Living on minimum wage. It’s something many have had to do, especially when we were younger. Maybe you had a minimum wage job when you were living at home with your parents or as you were working through school. Or maybe you are living on minimum wage right now. Depending on where you’re at in your life, minimum wage can be a right of passage or a serious threat to your financial health.
How to Live on Minimum Wage
Working for minimum wage isn’t anybody’s dream career. But here in the waking world, it’s a reality — especially when you’re young and fresh out of college.
Even if you’ve already got several years of work under your belt, you might find yourself in a minimum wage position; food service and retail jobs are a common fallback when you’re shifting gears or heading toward something new.
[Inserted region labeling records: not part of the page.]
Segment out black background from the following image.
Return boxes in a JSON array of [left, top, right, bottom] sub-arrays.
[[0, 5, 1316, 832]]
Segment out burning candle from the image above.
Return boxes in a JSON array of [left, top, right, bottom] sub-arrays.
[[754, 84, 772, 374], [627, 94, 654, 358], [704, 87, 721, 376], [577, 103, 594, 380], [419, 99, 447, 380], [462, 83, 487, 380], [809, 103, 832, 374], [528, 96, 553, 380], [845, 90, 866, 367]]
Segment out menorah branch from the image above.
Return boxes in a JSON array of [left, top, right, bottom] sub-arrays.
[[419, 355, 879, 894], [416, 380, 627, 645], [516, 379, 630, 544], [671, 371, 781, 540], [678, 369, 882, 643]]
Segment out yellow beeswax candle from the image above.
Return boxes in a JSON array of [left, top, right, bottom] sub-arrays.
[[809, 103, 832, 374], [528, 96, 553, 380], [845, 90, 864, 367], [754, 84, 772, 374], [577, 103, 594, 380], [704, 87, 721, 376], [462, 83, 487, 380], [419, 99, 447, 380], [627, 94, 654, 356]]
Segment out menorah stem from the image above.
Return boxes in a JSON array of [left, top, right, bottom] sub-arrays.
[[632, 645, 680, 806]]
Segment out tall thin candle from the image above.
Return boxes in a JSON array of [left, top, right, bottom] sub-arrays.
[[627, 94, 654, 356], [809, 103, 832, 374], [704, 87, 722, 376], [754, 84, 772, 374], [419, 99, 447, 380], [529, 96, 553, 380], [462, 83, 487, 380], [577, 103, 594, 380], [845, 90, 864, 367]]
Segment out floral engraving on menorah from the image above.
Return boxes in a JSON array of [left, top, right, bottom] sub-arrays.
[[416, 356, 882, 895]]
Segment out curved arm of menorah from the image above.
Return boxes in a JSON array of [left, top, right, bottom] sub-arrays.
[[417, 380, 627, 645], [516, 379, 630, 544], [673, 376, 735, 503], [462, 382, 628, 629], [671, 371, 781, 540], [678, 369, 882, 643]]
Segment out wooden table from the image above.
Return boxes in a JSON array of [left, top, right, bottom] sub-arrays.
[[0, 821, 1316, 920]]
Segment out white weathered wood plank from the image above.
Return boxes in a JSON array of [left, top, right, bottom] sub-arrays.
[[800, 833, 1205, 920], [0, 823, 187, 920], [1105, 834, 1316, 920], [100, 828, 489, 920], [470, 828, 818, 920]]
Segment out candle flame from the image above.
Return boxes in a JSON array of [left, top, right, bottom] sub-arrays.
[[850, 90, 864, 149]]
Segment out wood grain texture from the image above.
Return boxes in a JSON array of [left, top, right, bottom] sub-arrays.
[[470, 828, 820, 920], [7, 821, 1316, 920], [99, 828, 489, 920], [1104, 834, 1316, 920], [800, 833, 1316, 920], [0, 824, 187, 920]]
Although there’s some nationwide conversation about increasing the minimum wage to slightly more livable figures, most of us out there in the single-digit-dollars-per-hour trenches can’t hold our breath waiting for that to happen. Besides, by the time those changes actually take place, inflation may mean the paycheck is, in effect, almost exactly as meager.
But even in states like Kentucky and Pennsylvania, where minimum wage earners are still looking at a paltry $7.25 per hour, living on minimum wage is possible… even if it’s not ideal.
Here’s our best advice for making that minimum-wage paycheck cover your not-so-minimal expenses.
It’s All About the Budget
When your paycheck doesn’t leave much wiggle room, every cent counts. That’s why you absolutely need a budget if you’re a minimum wage earner.
If you don’t know where your cash is going, you’re helpless to put it to better use, and you can quickly find yourself in a debt spiral — and trust me, that is not where you want to be. Besides, budgeting is a smart financial habit that’ll still be worthwhile once those paychecks start increasing.
If the idea of sitting down with a pencil and paper makes your eyes glaze over, there’s good news: You can let the magic of the digital age do most of the footwork for you. Apps like Mint and Personal Capital allow you to connect all your various financial accounts and credit cards, so you’ll automatically be able to see exactly where your money is going.
From there, you can look for expenses to cut — which, when you’re on a minimum wage allowance, may be pretty ruthless. Do you really need your Netflix account? How about that daily coffee? Cutting alcohol could save you dozens of dollars a week… and leave you feeling a whole lot better.
Once you see which categories are wicking away your hard-earned dollars, you can set custom budgets for each. Start with your basic, non-negotiable expenses: rent, groceries, a generous estimate for utilities, transportation expenses, cell phone, savings. Only then should you add in the extras.
By the way, yes, it is possible to save up a stash of cash even when you’re not making much of it — and it’s super important to do so. Here’s a guide to starting a small nest egg when you’re living paycheck to paycheck.
Personal Capital is a free tool that connects to your bank and helps you track your expenses. I use it daily to manage my finances.
Find Other Revenue Streams
Here’s the thing: Living on minimum wage is possible… but it’s definitely not cozy. Especially if you’ve got a family to feed.
Finding extra sources of revenue is a great way to ease the financial tension.
You may think you don’t have any time for a side-gig. After all, minimum wage jobs are not exactly known for their breezy, steady schedules.
But even if your weekly calendar always looks hectic, there are tons of totally doable ways to make money fast.
Of course, none of them are going to make you an overnight millionaire… but every cent counts when you’re trying to pay those bills!
Don’t Let Debt Weigh You Down
When you don’t have much cash money to your name, it’s tempting to start putting things on credit.
But of all the different kinds of debt out there, revolving credit card debt may just be the worst. Compound interest charged at high annual rates means you could end up paying almost double each dollar you spend on your card in the long run.
That’s why it’s important to strategize your debt repayment process and pay off that credit card debt fast. Then you can focus on whittling away others, like your mortgage and student loans.
Living on Minimum Wage: A Temporary Stop on Your Financial Journey
The best thing about minimum wage is that you’re probably not going to be making it forever.
Although scoring a new job is never easy, if you work hard and stay persistent, you can find opportunities that offer better compensation… and require less time folding shirts or dunking fries into hot oil.
And once you do, your time living on a shoestring salary will have made you a super-savvy saver, ready to conquer your financial goals and put those nice, fat paychecks to good use.
Who knew minimum wage jobs came with such great returns?
Have you ever had to live on minimum wage? Are you doing so right now? What tips or tricks have you got for anyone that’s living on minimum wage?